Il giudizio non nasce più da principi universali, ma dall’appartenenza a una tribù geopolitica. Ciò che in un caso è etichettato come “aggressione”, in un altro diventa “intervento legittimo” ... L’imperialismo è un vizio solo quando lo praticano i nemici: se lo compie un alleato, diventa improvvisamente un esercizio di civiltà. È in questa farsa semantica che si rivela il nuovo ordine: non più il diritto, ma il branco.

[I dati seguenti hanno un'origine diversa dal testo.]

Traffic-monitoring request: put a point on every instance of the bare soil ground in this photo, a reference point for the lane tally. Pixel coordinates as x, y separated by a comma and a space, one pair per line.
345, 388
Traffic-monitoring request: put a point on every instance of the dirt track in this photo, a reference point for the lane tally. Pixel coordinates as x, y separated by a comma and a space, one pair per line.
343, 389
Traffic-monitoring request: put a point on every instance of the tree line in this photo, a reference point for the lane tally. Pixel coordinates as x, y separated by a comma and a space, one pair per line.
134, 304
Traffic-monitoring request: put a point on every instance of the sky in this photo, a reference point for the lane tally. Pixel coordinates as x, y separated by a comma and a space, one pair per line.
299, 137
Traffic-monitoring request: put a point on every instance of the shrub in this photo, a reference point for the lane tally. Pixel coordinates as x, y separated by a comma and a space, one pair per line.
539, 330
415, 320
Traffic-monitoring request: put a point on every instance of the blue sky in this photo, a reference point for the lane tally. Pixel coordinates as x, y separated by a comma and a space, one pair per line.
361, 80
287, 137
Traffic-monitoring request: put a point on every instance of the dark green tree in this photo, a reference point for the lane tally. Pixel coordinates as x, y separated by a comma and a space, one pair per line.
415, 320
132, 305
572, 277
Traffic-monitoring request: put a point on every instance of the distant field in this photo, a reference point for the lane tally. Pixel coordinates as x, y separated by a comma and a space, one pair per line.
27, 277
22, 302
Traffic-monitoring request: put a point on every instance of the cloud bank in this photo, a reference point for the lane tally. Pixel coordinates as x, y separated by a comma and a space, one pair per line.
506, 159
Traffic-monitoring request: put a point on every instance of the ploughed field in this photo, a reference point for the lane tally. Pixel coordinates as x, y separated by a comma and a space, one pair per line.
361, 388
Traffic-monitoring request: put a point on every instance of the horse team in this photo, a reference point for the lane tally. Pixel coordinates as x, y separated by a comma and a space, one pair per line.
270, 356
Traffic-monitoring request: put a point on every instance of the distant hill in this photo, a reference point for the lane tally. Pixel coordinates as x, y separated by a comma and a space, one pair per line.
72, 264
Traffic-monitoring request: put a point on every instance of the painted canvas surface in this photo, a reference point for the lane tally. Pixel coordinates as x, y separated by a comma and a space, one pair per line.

Così non stupisce che gli Stati Uniti possano commettere atti simili — o peggiori — di quelli imputati alla Russia, senza che nessun altare mediatico o politico osi profanare la loro aura. Lo ha ammesso persino l’ex ambasciatore Giampiero Mascolo: «Bisogna ammettere che il double standard esiste ed è molto difficile paragonare le singole situazioni, perché ciascuna riflette un contesto specifico delle relazioni internazionali, dove non esistono buone intenzioni, ma interessi che si contrappongono o si combinano».
Insomma, condanniamo Putin per gli stessi peccati che assolveremmo a Washington, non per amore del bene, ma per la rassicurante coincidenza dei nostri interessi con i loro.
Il divario tra diritto e potere si apre come una ferita che nessuno vuole vedere. L’universalità, già moribonda, lascia spazio alla logica di clan: la legittimità non nasce da norme, ma da chi ha la forza di imporle. Che il diritto sopravviva o muoia, conta poco: ciò che decide è la potenza nuda, senza alibi.
Rimane solo il gioco brutale della potenza. La giustizia diventa un ornamento, un velo tirato in fretta per coprire l’interesse del momento. Non significa che tutto debba finire nel sangue, ma significa che il confine tra giusto e ingiusto evapora come un’illusione infantile. È l’idea stessa di una "umanità comune" a incrinarsi, come se non fosse mai stata altro che un malinteso.
E così ritorniamo a una mentalità tribale: lealtà alla propria fazione, verità sacrificata sull’altare del gruppo, ragione messa all’angolo. La polarizzazione ci restituisce all’età della clava. Nel frastuono della rissa globale, nessuno ascolta più argomenti: si cerca solo chi colpire.